The way most people play the game is by using “2-moves.” You flip over an unknown card and try to match it with one you have seen. If you cannot make a match, you then flip over a 2nd unknown card searching for a match.
Sometimes it is smarter to make a “1-move.” You flip over an unknown card and try to match it with one you have seen. If you cannot make a match, you flip over a known card that is not a match. In other words, a 1-move has a maximum of 1 unknown card turned up.
There is also the “0-move,” where you flip over 2 known cards that do not match! That is, you flip over 0 unknown cards. This amounts to passing on your turn.
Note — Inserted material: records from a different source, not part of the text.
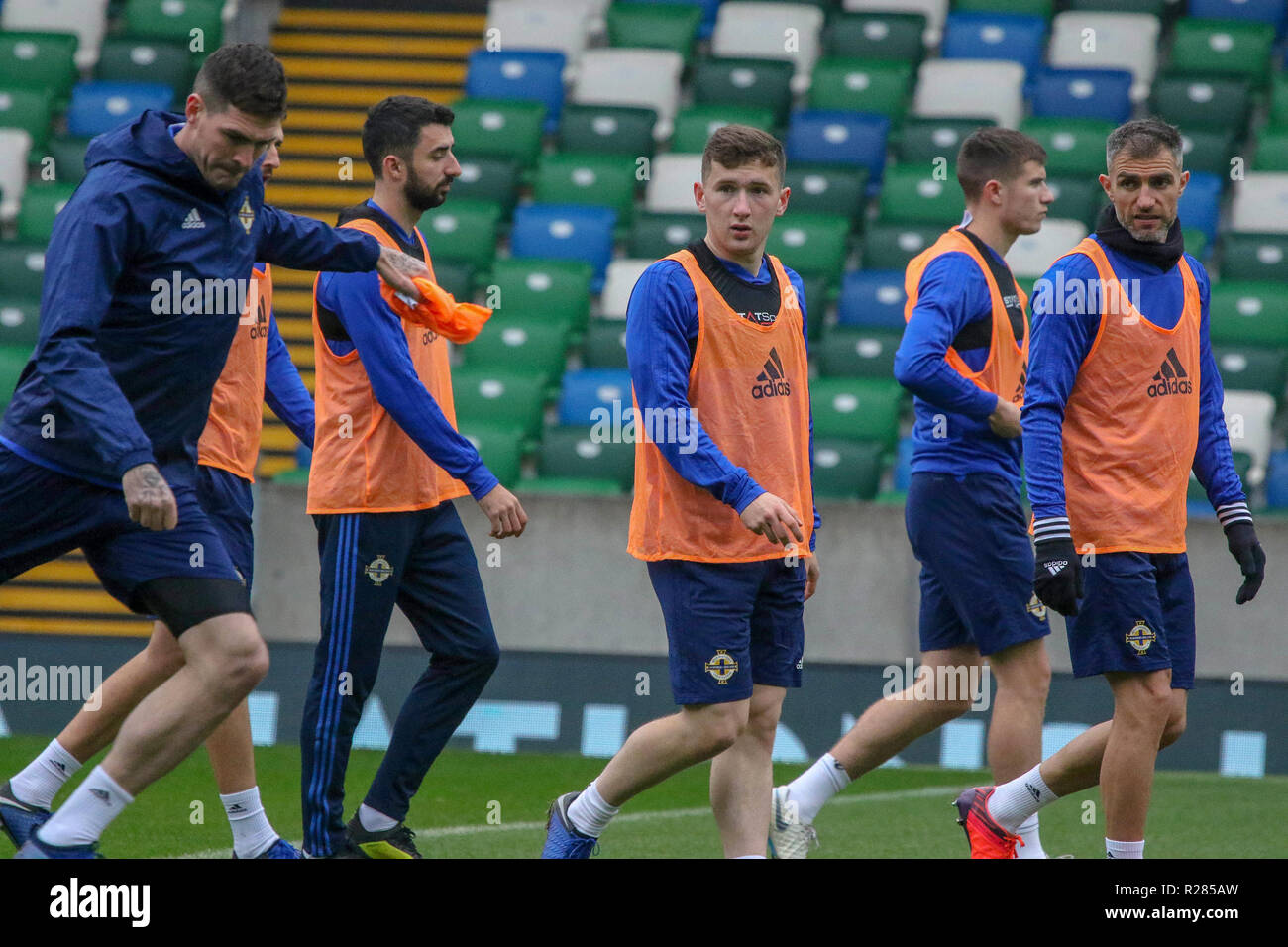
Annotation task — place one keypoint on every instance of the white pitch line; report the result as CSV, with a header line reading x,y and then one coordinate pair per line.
x,y
447,831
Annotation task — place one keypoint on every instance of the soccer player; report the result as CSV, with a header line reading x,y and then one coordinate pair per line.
x,y
386,466
259,368
98,447
1124,399
715,335
962,356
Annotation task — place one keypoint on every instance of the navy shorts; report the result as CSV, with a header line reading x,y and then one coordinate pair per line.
x,y
1136,615
730,625
46,514
977,564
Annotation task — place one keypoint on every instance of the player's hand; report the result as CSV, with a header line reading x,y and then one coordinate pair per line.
x,y
503,512
1005,420
398,268
773,519
1241,540
1057,577
149,497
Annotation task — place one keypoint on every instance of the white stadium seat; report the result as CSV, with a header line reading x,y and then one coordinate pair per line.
x,y
971,89
1093,40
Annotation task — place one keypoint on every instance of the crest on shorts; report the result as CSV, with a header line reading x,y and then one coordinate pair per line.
x,y
378,570
1141,635
721,667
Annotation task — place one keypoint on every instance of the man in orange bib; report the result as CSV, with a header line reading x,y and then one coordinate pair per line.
x,y
1124,401
715,335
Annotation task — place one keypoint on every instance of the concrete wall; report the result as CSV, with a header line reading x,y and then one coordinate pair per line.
x,y
568,585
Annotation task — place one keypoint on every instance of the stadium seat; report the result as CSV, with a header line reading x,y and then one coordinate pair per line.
x,y
670,187
764,30
695,125
98,107
1082,94
1248,313
914,195
566,231
608,129
648,77
988,35
828,137
846,470
862,85
463,231
542,289
858,408
493,128
1122,42
872,299
85,18
810,244
618,282
970,88
743,81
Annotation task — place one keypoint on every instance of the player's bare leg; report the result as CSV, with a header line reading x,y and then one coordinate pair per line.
x,y
742,777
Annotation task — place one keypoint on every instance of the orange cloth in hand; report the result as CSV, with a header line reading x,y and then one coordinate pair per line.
x,y
439,311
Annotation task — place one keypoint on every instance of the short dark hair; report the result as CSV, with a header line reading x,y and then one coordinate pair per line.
x,y
734,146
393,128
1142,138
244,75
993,154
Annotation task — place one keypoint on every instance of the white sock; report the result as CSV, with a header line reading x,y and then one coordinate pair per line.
x,y
1125,849
88,812
1031,838
375,821
1014,801
253,835
818,784
589,813
42,779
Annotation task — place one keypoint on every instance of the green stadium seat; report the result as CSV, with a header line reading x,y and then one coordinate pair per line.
x,y
608,129
862,85
1248,313
601,180
498,128
694,125
913,195
845,352
509,397
846,470
857,408
463,231
828,189
1073,146
40,204
655,26
877,37
552,290
758,82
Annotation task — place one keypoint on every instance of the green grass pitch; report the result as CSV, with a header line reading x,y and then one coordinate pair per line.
x,y
490,805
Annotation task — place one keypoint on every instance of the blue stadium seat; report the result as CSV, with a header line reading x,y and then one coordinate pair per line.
x,y
1082,94
872,298
529,75
996,37
828,137
566,232
98,107
593,388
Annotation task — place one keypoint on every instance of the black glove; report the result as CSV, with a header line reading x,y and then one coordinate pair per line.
x,y
1241,540
1057,575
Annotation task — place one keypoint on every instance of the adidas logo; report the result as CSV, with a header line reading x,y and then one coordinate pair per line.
x,y
1171,377
772,384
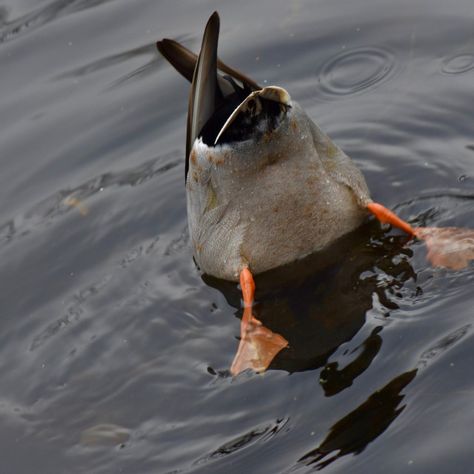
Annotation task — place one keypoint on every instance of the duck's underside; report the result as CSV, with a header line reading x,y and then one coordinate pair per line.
x,y
265,186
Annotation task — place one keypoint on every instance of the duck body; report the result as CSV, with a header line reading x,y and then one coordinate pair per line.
x,y
269,200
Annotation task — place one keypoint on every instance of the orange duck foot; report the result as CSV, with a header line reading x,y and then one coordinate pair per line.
x,y
258,345
448,247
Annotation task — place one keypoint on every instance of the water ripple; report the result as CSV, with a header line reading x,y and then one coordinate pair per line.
x,y
42,16
458,64
354,71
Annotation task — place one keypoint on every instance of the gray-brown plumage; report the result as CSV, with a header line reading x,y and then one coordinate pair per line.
x,y
265,186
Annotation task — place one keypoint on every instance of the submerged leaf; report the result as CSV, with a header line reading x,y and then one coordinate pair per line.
x,y
448,247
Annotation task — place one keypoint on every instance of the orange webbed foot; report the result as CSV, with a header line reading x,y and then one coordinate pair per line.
x,y
258,345
448,247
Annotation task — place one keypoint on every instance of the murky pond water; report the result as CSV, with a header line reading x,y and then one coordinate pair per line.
x,y
114,351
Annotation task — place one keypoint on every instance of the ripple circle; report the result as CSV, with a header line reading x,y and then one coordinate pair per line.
x,y
354,71
458,64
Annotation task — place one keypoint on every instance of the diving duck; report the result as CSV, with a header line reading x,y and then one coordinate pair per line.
x,y
265,186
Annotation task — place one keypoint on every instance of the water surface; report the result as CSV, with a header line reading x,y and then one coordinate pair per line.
x,y
114,351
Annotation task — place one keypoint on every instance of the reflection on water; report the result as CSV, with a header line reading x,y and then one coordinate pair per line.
x,y
352,434
114,351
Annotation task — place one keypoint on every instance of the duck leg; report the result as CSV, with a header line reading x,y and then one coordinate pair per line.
x,y
448,247
258,345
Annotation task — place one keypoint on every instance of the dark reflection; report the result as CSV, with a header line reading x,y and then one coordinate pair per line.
x,y
319,303
334,380
351,434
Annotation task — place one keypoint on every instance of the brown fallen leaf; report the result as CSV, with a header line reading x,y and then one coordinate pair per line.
x,y
258,345
448,247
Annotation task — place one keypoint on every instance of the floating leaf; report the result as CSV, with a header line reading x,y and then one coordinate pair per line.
x,y
258,345
448,247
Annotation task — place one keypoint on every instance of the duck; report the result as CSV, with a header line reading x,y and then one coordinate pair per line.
x,y
265,186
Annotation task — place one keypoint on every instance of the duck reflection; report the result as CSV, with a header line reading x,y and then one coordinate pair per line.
x,y
352,433
311,307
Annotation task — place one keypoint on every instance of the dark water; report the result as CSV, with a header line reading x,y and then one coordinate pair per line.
x,y
114,351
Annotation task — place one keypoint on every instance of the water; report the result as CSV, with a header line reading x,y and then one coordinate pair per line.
x,y
114,351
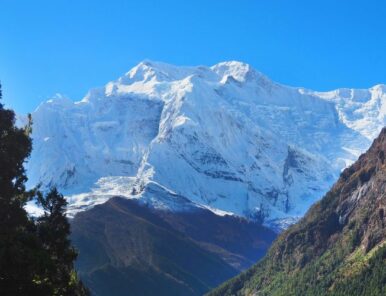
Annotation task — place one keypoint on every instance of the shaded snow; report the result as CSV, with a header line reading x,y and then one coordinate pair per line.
x,y
223,137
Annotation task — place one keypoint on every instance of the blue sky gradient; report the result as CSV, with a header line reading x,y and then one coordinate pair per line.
x,y
68,47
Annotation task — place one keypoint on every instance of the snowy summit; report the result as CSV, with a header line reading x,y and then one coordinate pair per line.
x,y
224,137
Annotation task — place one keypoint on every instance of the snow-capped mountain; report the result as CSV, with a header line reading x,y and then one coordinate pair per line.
x,y
224,137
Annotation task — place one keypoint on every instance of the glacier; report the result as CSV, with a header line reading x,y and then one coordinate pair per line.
x,y
225,137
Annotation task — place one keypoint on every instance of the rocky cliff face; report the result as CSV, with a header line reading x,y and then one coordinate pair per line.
x,y
224,137
338,248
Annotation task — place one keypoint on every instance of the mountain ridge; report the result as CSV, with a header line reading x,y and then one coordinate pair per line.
x,y
338,248
227,131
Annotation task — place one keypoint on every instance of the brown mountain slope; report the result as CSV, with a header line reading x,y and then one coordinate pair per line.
x,y
338,248
129,249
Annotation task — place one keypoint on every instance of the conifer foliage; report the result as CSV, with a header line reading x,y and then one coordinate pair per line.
x,y
36,257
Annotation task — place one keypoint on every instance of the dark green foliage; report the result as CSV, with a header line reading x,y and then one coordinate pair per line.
x,y
338,248
126,246
35,256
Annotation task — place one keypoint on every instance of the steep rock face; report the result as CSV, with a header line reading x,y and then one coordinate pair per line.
x,y
225,137
126,247
338,248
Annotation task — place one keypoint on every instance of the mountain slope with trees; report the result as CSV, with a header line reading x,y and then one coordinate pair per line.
x,y
338,248
128,247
There are positions of the game where both players prefer a 0-move to avoid making a mistake and revealing a card location to the opposing player. The game essentially ends in a draw since no player wants to flip over an unknown card.
Example: 3 pairs of cards, 1 known
I show this in the video better, but let me try to explain it in text.
Suppose you have 3 pairs cards A, A, B, B, C, C shuffled on a table. You know the first card is an A. You flip over the second card as B. What is your best move?
Most of us would search the remaining 4 cards to find a match for B. This is a 2-move. What is the conditional expected value of completing a 2-move? There are 3 cases to consider.
–In 2/4 cases you get a C card and lose your turn. Now your opponent knows the location of A, B, and C, and each of the remaining cards will match. So your opponent will easily run the table and make 3 pairs. This is a disaster for you. Your expected value is -3.
–In 1/4 cases you get a B, so you get 1 point for sure. Then you are left with 4 cards, of which you know the location of one A. The value to the game will be X.
–In 1/4 cases you get the other A. You lose your turn, and you have guaranteed your opponent pairs the A cards (-1 to you). Then your opponent has 4 cards, of which he knows the location of one B. The value to the game will be -X since this is the mirror situation of the last case, but your opponent is playing.
The second and third cases have opposite expected values so they net to 0.
The expected value of a 2-move is therefore (2/4)(-3) = -1.5.
This is not good: you are expected to make 1.5 fewer pairs than your opponent.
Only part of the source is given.